Keine Hoffnung mehr auf besseres Leben

Vorarlberg / 26.06.2014 • 22:45 Uhr / 2 Minuten Lesezeit
Die VN berichteten am 5. April.
Die VN berichteten am 5. April.

Siebeneinhalb Jahre Haft für 40-Jährigen, der im April die Sparkasse in Feldkirch-Altenstadt überfiel.

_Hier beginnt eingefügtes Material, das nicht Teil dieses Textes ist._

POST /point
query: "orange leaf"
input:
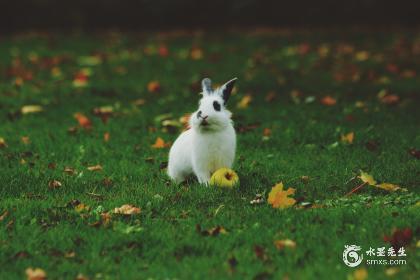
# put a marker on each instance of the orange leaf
(279, 198)
(95, 168)
(160, 143)
(127, 209)
(83, 121)
(328, 101)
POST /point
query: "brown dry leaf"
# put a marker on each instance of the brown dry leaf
(160, 143)
(2, 143)
(83, 121)
(127, 209)
(35, 274)
(81, 207)
(328, 101)
(29, 109)
(367, 178)
(284, 243)
(54, 184)
(390, 187)
(279, 198)
(153, 86)
(245, 101)
(94, 167)
(347, 138)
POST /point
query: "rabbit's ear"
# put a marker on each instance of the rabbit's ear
(226, 89)
(206, 85)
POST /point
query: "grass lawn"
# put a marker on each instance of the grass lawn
(299, 97)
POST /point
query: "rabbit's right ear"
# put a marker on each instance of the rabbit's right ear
(206, 85)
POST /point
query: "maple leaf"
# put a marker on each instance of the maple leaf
(127, 209)
(284, 243)
(160, 143)
(279, 198)
(328, 101)
(245, 101)
(347, 138)
(35, 274)
(30, 109)
(390, 187)
(153, 86)
(83, 120)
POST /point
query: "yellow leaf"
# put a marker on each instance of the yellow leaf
(390, 187)
(29, 109)
(95, 168)
(35, 274)
(347, 138)
(127, 209)
(367, 178)
(160, 143)
(245, 101)
(285, 243)
(279, 198)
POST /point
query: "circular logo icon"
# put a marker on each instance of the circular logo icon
(351, 257)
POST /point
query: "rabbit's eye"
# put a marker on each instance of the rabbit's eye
(216, 106)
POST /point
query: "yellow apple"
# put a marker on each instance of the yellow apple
(224, 178)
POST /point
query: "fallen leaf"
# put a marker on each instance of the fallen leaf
(160, 143)
(367, 178)
(29, 109)
(284, 243)
(2, 143)
(279, 198)
(360, 274)
(245, 101)
(83, 121)
(347, 138)
(127, 209)
(35, 274)
(153, 86)
(212, 231)
(390, 187)
(94, 168)
(399, 238)
(54, 184)
(328, 101)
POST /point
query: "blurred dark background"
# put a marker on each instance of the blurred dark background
(162, 14)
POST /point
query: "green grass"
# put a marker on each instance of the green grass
(43, 229)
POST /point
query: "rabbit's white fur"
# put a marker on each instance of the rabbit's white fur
(210, 143)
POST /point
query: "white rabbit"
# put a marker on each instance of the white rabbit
(210, 143)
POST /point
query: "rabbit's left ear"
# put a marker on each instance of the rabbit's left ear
(226, 89)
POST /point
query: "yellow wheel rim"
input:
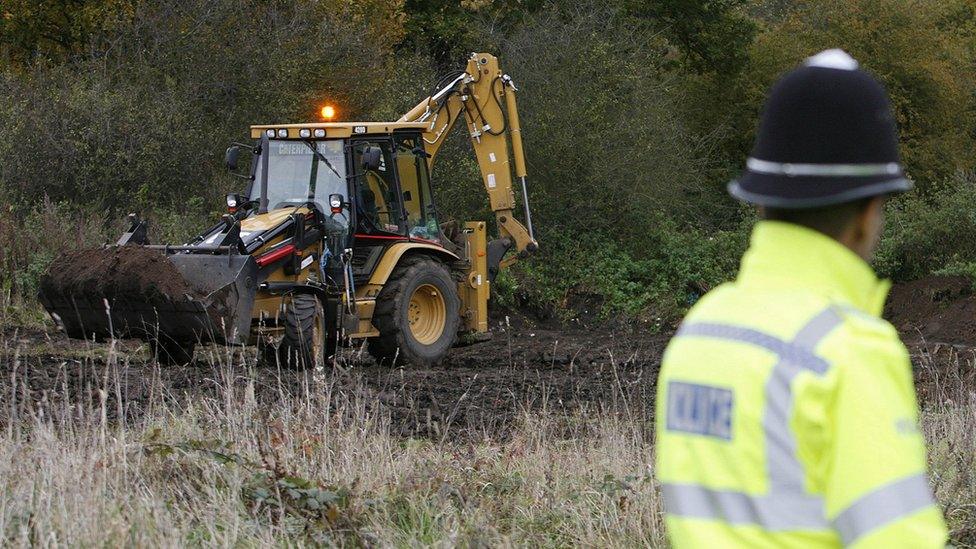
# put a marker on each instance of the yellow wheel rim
(427, 314)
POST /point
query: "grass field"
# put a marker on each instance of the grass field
(277, 458)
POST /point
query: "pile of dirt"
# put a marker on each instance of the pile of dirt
(126, 272)
(935, 309)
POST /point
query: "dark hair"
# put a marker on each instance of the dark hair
(829, 220)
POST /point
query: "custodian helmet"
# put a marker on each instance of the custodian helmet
(826, 136)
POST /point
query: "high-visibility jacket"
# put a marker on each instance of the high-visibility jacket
(786, 414)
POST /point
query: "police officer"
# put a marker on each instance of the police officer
(786, 414)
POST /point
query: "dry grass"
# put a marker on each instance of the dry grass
(321, 466)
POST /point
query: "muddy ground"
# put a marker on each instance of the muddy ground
(565, 368)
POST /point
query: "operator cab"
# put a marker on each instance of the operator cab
(379, 169)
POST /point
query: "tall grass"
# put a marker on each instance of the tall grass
(158, 466)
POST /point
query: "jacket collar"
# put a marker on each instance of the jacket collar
(784, 255)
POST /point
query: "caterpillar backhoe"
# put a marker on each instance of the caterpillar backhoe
(335, 239)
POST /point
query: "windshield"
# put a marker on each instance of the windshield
(291, 165)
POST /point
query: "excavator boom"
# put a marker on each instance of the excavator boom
(485, 98)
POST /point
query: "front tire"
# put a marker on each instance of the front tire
(417, 314)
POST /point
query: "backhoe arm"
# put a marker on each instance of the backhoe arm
(478, 95)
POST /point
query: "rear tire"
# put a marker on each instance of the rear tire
(172, 353)
(417, 314)
(303, 343)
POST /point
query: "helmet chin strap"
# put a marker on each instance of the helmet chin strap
(833, 59)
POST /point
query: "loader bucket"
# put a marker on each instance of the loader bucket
(213, 300)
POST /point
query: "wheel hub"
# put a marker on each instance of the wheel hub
(427, 314)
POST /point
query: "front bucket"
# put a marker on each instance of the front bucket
(216, 308)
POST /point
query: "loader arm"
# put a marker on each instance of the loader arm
(485, 98)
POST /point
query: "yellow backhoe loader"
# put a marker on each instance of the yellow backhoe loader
(335, 239)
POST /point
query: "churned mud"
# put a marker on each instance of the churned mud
(125, 272)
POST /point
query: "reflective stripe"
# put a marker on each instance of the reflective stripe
(790, 352)
(786, 474)
(882, 506)
(787, 506)
(791, 169)
(774, 512)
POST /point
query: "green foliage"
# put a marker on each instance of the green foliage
(931, 234)
(678, 266)
(712, 35)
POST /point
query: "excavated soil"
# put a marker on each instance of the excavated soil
(935, 309)
(127, 272)
(483, 389)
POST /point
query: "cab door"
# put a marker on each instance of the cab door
(414, 179)
(377, 199)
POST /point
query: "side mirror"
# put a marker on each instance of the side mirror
(372, 156)
(230, 157)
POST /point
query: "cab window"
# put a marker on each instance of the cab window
(418, 204)
(376, 194)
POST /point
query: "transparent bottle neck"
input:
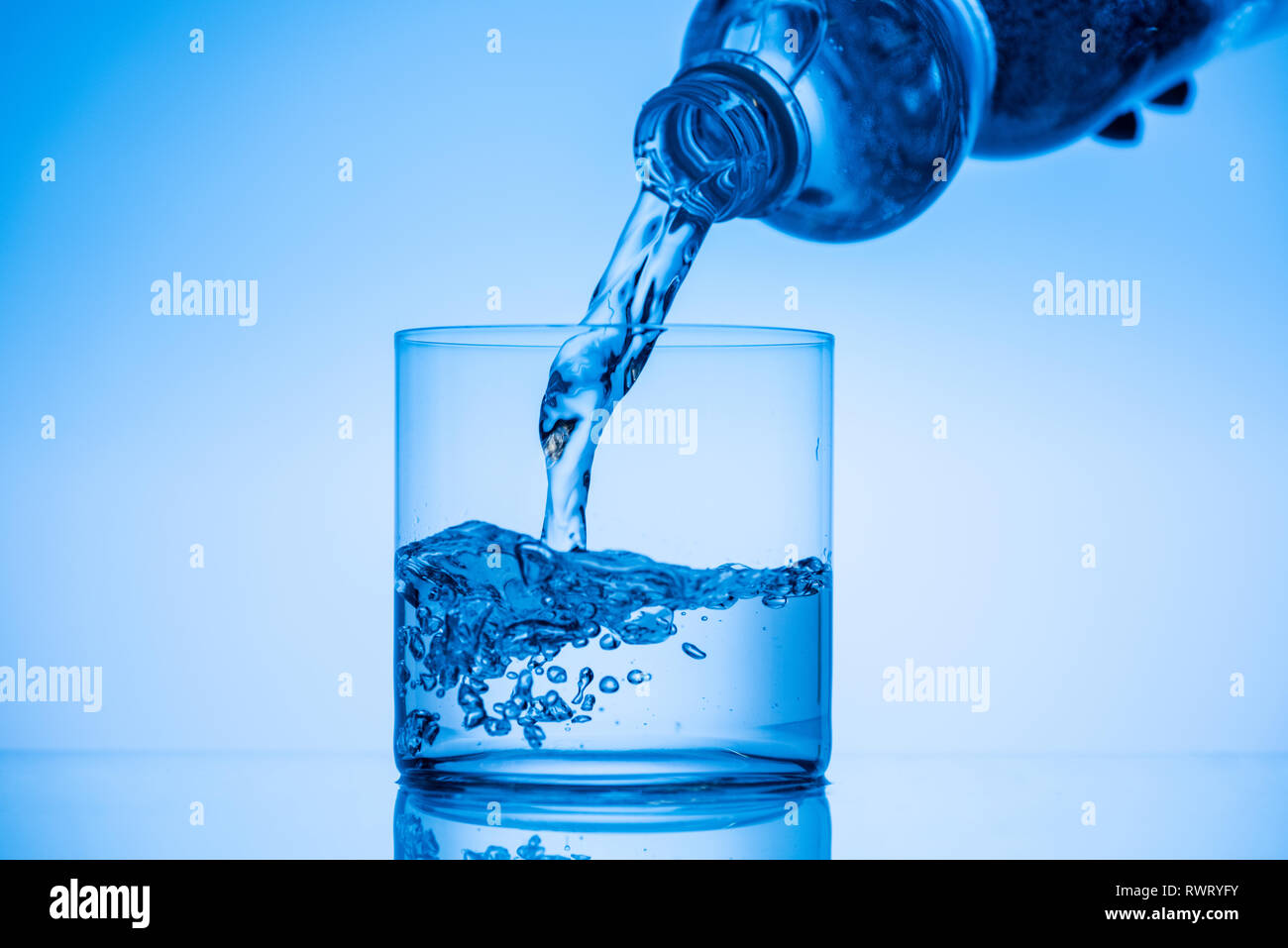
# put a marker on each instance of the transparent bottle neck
(716, 142)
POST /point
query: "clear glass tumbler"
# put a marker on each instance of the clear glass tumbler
(692, 640)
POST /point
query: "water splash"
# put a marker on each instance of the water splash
(477, 613)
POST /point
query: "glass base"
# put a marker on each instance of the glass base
(610, 769)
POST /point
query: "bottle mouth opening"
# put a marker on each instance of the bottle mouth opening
(715, 143)
(692, 154)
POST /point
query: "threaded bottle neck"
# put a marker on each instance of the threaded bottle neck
(715, 141)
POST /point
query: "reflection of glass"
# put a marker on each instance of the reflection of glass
(472, 820)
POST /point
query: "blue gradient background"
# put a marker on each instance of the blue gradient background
(514, 170)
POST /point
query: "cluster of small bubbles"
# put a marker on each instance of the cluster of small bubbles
(417, 732)
(532, 849)
(475, 623)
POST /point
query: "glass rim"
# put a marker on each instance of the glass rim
(502, 335)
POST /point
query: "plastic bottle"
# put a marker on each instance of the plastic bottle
(840, 120)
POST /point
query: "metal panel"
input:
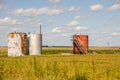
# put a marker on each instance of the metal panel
(35, 44)
(17, 44)
(80, 44)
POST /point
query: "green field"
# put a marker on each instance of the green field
(61, 64)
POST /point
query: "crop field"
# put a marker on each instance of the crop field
(58, 63)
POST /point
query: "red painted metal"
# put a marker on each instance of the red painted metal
(80, 44)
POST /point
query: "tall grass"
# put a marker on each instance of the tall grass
(59, 67)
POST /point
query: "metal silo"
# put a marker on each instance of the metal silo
(80, 44)
(17, 44)
(35, 44)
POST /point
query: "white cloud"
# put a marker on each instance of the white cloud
(79, 28)
(8, 20)
(72, 8)
(64, 35)
(118, 1)
(55, 1)
(114, 7)
(37, 12)
(1, 7)
(73, 23)
(115, 34)
(96, 7)
(78, 17)
(56, 30)
(2, 28)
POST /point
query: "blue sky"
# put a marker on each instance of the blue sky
(60, 19)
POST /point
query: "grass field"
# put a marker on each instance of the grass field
(54, 66)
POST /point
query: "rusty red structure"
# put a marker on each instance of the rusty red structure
(80, 44)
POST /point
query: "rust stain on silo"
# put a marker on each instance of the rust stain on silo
(80, 44)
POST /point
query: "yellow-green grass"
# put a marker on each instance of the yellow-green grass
(60, 67)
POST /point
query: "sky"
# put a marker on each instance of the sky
(60, 19)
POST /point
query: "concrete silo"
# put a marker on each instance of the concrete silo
(17, 44)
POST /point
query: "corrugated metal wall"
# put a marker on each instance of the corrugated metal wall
(80, 44)
(17, 44)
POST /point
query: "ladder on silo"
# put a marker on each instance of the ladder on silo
(79, 46)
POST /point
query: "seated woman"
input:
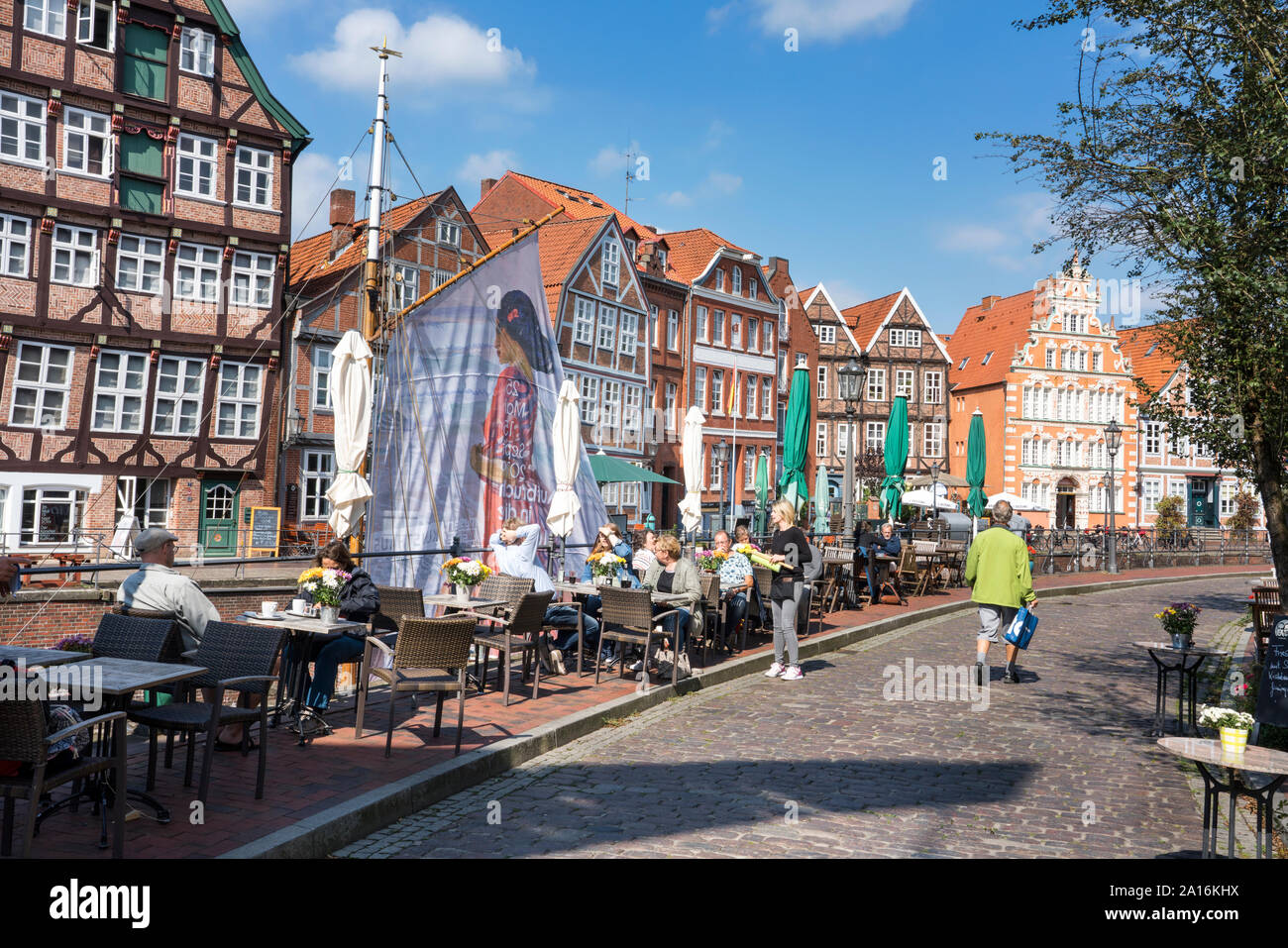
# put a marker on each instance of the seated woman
(671, 574)
(360, 600)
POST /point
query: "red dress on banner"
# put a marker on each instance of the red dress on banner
(507, 440)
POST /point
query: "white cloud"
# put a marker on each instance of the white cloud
(832, 21)
(493, 163)
(441, 52)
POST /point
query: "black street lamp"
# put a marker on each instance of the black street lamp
(1113, 441)
(851, 377)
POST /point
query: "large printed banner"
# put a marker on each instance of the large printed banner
(463, 423)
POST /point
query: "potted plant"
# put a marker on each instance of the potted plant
(325, 586)
(465, 574)
(1234, 725)
(1179, 620)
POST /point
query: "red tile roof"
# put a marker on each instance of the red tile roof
(999, 330)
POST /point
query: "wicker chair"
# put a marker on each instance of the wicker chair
(236, 657)
(626, 616)
(430, 656)
(519, 631)
(24, 738)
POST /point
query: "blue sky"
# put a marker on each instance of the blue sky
(824, 155)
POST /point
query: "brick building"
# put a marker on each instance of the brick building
(145, 175)
(1048, 373)
(424, 243)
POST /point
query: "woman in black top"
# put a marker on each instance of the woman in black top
(789, 546)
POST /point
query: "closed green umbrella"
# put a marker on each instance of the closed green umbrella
(896, 458)
(797, 433)
(977, 460)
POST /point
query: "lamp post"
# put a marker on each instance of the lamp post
(1113, 440)
(851, 376)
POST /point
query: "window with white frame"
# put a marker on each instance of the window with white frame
(903, 378)
(46, 17)
(120, 384)
(253, 279)
(627, 335)
(583, 321)
(197, 52)
(606, 326)
(196, 272)
(52, 514)
(406, 286)
(317, 469)
(254, 180)
(42, 385)
(178, 401)
(449, 232)
(196, 166)
(140, 263)
(239, 399)
(86, 142)
(610, 263)
(75, 256)
(589, 399)
(14, 245)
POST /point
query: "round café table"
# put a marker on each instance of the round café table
(1252, 760)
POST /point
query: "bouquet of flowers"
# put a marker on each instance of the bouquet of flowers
(323, 584)
(752, 553)
(604, 565)
(711, 561)
(465, 571)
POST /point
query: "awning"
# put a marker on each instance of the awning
(614, 471)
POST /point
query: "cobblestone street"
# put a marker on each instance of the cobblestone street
(1057, 766)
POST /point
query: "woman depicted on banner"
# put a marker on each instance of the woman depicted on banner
(511, 485)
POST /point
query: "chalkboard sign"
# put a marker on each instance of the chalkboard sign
(1273, 693)
(266, 527)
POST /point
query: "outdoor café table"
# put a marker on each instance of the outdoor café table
(40, 657)
(1188, 673)
(120, 679)
(1252, 760)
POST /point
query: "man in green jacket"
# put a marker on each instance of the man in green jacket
(997, 570)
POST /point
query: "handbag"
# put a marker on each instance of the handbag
(1021, 629)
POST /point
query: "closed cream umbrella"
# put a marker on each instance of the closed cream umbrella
(351, 401)
(567, 434)
(691, 454)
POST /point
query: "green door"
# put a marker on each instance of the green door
(218, 527)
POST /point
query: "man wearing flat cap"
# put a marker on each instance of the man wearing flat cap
(158, 587)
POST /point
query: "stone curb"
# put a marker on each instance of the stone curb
(320, 835)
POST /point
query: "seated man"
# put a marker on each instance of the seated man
(515, 549)
(735, 574)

Feldkirch. (VN-gs) Am 4. April dieses Jahres schlug der 40-Jährige zu. Zu groß war der Schuldendruck der Gläubiger, den ihm seine Spielsucht eingebrockt hatte. „Ich habe eine Familie, drei Kinder und drei Stiefkinder. Für sie alle habe ich ein besseres Leben erhofft“, war noch eine weitere Begründung
des Mannes, der sich gestern am Landesgericht Feldkirch verantworten musste. Angeklagt wegen schweren Raubes. Und schließlich verurteilt zu siebeneinhalb Jahren Haft. Damit war die Hoffnung auf ein besseres Leben zerstört.

Kundin im Würgegriff

Als er damals den Schalterraum der Sparkasse in Feldkirch-Altenstadt stürmte, bedrohte er einen Schalterbeamten mit einem 20 Zentimeter langen Messer und ließ sich von ihm 18.000 Euro aushändigen. Und nicht nur das: Er nahm eine Bankkundin in den Würgegriff. Für das Gericht fiel das in die Kategorie „Geiselnahme“. Das wirkte sich zusätzlich erschwerend für die Strafbemessung aus, auch wenn der 40-Jährige von Beginn an reumütig sämtliche Anklagepunkte gestanden hatte und vorher unbescholten war.

Bei seiner Flucht aus der Bank wurde der Räuber von mehreren Zeugen beobachtet. Hinweise führten die Fahnder schließlich zu einem Lokal in Feldkirch, wo sie den Mann verhafteten.

Seine Spielsucht und Schulden als treibende Kraft seines Verbrechens sah Richter Peter Mück nicht als Milderungsgrund an: „Wenn alle Vorarlberger, die Schulden haben, gleich eine Bank überfallen würden, müsste man mehr Banken in Vorarlberg bauen.“ Das Urteil ist nicht rechtskräftig.